Abstract

Two recent protests in postcolonial India have questioned the potential of gendered bodies in the protest sphere to disturb gender categories and dominant sexual norms. One was the response to the brutal gang rape and murder of a twenty-three-year-old student on a moving bus in Delhi in December 2012. The specter of her brutalized body formed the backdrop against which thousands of young people poured onto the streets of major metropolises demanding justice. It marked a rare moment when violence against women was foregrounded as a political issue in a liberal democracy. The SlutWalks were an earlier movement that took place sporadically in towns and cities across India in 2011. Sexy dressing rendered the body itself the site of protest against the remarks of police in both India and Canada that suggested that women could avoid rape if they did not dress like sluts. In the course of both protests women amassed on the streets to stake a claim to the public, countering the very conception of politics as operating exclusively along the axis of the public/private distinction and vocalizing their opposition to the state’s politics of gender and sexuality.
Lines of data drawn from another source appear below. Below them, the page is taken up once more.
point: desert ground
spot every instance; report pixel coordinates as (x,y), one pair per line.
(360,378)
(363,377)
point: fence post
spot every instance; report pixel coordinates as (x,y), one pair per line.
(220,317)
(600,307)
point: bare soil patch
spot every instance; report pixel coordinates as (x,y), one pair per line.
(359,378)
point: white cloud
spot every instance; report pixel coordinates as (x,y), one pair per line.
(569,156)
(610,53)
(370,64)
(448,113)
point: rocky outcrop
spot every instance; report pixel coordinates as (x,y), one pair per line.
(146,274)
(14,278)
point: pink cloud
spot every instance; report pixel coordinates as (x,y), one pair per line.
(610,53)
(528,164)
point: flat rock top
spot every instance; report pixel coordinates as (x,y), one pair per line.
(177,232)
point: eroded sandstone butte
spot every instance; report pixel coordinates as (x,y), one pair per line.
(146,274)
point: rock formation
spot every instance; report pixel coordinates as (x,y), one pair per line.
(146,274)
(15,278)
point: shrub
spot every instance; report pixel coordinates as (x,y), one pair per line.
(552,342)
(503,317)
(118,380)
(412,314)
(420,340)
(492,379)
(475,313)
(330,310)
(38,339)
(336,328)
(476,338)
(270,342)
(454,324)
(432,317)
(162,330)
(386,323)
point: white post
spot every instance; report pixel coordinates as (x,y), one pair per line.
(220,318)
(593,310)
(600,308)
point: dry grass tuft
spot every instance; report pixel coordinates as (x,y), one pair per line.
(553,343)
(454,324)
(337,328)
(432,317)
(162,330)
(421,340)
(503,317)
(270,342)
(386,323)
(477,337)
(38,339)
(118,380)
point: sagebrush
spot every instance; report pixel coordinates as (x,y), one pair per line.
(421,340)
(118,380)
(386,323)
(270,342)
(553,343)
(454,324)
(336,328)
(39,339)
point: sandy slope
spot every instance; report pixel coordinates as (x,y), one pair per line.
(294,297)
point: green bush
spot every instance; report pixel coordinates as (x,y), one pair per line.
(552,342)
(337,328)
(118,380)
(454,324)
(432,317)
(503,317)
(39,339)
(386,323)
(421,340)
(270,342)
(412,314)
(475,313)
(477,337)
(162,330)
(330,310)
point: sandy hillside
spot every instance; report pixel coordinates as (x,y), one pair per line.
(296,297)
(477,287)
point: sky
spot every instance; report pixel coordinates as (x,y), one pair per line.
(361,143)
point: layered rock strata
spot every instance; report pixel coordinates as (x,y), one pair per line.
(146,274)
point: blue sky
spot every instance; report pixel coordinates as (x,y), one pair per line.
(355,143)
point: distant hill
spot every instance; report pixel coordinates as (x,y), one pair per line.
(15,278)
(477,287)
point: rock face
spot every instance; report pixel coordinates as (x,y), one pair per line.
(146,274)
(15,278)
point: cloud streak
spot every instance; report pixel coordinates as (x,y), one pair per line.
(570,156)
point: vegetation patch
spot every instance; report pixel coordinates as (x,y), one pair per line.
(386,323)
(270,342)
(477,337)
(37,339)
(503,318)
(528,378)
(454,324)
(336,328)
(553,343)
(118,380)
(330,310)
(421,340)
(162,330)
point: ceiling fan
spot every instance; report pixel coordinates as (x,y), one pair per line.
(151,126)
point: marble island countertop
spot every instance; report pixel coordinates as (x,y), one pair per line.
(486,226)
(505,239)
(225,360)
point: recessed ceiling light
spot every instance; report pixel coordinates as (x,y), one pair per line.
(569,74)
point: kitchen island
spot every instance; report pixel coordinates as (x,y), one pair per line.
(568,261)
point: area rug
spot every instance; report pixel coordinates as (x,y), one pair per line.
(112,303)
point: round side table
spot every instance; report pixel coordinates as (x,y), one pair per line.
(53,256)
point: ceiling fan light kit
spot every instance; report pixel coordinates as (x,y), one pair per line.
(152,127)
The female body became a political body and a powerful site of resistance. But it was also subjected to harassment, derision, and violence by the state’s law-and-order apparatus and confronted by intractable normative injunctions. In both protests, sex and gender emerged as part of a regulatory practice that, as Judith Butler argues, produces and effaces the bodies it governs. The inability of the gendered body to escape from the clutches of prevalent norms by which recognition is conferred compels several challenging questions that require deeper reflection: Can gendered bodies in the protest sphere ever be an exercise moving toward freedom? And what possibilities of being are opened up through the refusal to protest within the terms set by this always already colonized and regulated space?